I don't give MS any credit at all for the GUI model. Xerox did it, Unix did it, then later Apple did it followed by Atari and Amiga. Then there was IBM, and finally, last out of the gate, was Microsoft.
But before the GUI, it was Bill Gates who pushed the business model of software-as-a-profit-maker. The technology is irrelevant--without the cutthroat business that was built around software, we might never have had anything even remotely as advanced as we do today. Business drives technology, even though morally it should be the other way around.
As for that money being "his," well he exploited the system and the market to the fullest extent possible. In the good ol' capitalist system, it's his. (gag!) More to the point though, is that when anyone gets that kind of money, the best we can do is see if it gets used well. He's doing a hell of a lot more good with it than Jack Welch is with his stack, for instance.
Not trying to turn you into a Bill/MS lover (god knows I'm not!), but it's an interesting thought experiment to think about where we'd be without him and his relentless drive. (which make no mistake--was business and money, not technology)
Hmm. how about a utopian society where software was cheap and there were plenty of completely INteroperable platforms? I remember that the few programs which were available on different platforms had to be rewritten on each one, just like they are now for the most part. Common libraries and development platforms make it easier to port things than it once was.
Personally, I'd like to see Nolan Bushnel or Bill Joy singlehandedly in control of the computer world more than anyone else I can think of.
Note that I didn't say "a few years," I said "NEARLY as far"
Part of me wonders if we would have progressed beyond a command-line text-only interface by now if it weren't for Microsoft. If you work with that postulate, then it becomes a "ends/means" question. Does Bill Gates' destruction of the software industry as a cooperative venture justify his creation of the software industry as a profit-making (and therefore STRONGLY developed) entity? Not an easy question, if you look at it honestly.

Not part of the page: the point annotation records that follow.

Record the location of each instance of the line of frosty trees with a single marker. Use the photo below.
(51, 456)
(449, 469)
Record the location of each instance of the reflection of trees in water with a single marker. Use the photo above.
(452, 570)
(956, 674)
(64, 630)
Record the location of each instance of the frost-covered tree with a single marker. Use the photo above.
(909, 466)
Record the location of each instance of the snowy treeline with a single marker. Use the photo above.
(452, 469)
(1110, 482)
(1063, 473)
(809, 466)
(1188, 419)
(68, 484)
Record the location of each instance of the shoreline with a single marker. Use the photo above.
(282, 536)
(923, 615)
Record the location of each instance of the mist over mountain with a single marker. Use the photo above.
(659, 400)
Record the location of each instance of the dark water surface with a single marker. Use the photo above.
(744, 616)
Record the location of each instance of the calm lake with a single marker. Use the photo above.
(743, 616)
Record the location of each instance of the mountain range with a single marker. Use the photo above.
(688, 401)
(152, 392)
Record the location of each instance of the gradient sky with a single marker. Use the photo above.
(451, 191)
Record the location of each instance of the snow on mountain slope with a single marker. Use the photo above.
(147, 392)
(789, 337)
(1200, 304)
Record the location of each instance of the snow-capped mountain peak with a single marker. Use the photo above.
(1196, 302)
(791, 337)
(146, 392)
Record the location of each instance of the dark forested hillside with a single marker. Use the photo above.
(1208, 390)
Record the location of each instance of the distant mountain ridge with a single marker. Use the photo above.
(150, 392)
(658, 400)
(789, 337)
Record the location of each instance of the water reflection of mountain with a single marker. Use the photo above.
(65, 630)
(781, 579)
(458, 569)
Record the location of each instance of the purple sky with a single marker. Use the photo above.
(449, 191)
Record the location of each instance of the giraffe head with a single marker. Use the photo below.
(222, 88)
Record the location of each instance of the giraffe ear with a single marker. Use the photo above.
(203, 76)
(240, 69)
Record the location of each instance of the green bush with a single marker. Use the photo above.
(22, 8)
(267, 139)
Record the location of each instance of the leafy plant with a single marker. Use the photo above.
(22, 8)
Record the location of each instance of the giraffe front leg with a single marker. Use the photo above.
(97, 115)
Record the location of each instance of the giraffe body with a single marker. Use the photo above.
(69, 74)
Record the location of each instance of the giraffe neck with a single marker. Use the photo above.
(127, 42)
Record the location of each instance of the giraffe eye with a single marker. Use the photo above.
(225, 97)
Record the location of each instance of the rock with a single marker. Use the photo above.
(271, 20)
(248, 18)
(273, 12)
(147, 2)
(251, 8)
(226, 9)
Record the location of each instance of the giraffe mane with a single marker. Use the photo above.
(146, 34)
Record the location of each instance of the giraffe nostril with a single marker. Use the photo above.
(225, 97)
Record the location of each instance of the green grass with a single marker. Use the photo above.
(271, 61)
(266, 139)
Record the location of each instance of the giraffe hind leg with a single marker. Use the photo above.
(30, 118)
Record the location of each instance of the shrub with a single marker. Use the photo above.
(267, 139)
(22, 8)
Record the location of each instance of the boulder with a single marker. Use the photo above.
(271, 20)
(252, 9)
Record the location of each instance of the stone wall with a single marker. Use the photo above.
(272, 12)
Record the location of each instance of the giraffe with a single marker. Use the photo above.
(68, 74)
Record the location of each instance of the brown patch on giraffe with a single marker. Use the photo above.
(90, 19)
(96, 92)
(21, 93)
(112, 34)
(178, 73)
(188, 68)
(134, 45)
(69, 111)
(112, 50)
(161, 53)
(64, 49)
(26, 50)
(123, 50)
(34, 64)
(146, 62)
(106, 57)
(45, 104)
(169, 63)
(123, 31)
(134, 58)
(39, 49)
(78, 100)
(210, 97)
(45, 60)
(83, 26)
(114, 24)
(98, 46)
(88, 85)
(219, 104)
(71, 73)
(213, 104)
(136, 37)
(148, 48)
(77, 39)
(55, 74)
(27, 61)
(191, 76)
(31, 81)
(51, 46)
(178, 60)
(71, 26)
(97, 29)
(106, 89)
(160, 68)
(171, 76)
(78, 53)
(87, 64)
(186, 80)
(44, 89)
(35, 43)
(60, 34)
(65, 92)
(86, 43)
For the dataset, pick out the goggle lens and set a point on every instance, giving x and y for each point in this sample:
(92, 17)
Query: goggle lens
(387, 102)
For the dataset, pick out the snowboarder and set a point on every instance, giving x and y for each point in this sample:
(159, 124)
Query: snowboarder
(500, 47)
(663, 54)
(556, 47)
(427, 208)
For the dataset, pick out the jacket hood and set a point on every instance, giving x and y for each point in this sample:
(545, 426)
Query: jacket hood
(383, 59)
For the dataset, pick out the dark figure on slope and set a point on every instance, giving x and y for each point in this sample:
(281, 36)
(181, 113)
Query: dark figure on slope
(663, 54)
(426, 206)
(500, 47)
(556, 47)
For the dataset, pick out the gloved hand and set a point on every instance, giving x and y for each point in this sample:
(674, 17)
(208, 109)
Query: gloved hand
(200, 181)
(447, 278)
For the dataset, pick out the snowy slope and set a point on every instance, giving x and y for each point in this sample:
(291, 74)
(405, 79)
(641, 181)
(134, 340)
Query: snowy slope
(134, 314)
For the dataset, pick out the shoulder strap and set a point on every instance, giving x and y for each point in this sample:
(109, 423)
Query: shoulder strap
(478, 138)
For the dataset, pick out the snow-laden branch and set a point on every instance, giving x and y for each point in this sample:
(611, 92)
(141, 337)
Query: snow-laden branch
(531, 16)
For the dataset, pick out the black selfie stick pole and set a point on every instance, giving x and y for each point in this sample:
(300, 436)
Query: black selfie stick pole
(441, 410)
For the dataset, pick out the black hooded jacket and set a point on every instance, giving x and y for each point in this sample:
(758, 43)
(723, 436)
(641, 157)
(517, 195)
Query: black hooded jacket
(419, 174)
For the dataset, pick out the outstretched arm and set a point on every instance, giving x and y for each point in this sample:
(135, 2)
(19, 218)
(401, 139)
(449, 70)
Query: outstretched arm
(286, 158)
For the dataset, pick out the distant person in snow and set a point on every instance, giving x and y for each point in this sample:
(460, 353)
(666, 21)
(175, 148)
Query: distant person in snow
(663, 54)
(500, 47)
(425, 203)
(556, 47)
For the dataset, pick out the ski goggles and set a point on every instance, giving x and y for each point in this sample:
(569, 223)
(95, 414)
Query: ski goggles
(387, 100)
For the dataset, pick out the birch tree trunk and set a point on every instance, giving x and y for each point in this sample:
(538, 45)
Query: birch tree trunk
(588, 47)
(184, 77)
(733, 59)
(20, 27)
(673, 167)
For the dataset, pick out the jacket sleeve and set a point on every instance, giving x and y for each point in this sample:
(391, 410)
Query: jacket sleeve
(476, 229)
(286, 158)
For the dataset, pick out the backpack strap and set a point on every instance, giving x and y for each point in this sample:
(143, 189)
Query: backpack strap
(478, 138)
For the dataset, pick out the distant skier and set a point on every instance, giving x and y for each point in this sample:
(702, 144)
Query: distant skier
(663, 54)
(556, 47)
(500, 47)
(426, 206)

Now on a totally tangential note, there's one thing that I respect Bill for fully. He has given a LOT of his own personal money to education and charities, and the only reason it's been made public (in the past) is that as Chairman of MS, he's required to divulge his finances to a greater extent than most.
But as a businessman, he's bloodthirsty and evil.
Heh. That would have been my second choice. In retrospect, it might have been my first.
Should I be worried that I recognised all of the musical references in this thread?
Bugger me. I utterly forgot to include the HTML tags.
Guess that's what I get for having that third pint at lunch.